What is the LEI Index, Which Has Been Declining for 17 Months and Signals a Recession?
According to JP Morgan Chief Global Strategist David Kelly, why isn’t a recession coming?
➡️ In its simplest form, an index means a basket.
This basket contains 10 data points. Historically, when these data points collectively reached a certain level, the economy was dragged into a recession.
- Average weekly hours worked in manufacturing
- Average weekly initial claims for unemployment insurance
- Manufacturers’ new orders for consumer goods and materials
- ISM® New Orders Index
- Manufacturers’ new orders for non-defense capital goods excluding aircraft
- Building permits for new private housing
- Stock prices
- Leading Credit Index
- Interest rate spread
- Average consumer expectations for business conditions
⚠️ The LEI has been negative for the last 17 months!
✅ In every period it signaled a recession (below -4), there was a recession (highlighted in gray areas).
✅ Despite the LEI Index, Why Isn’t There a Recession?

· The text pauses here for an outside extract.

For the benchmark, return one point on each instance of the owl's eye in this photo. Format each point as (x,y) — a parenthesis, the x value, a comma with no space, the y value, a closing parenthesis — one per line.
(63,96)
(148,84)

According to JP Morgan Chief Global Strategist David Kelly, there’s a reason: consumer expectations.
Consumer expectations have caused 45% of the decline in the index since April 2022. It’s a fact that political rhetoric post-COVID has negatively impacted consumer expectations. This makes the index appear lower than it actually is.
However, the fact that the data continues to come in negative diminishes this effect with each passing day.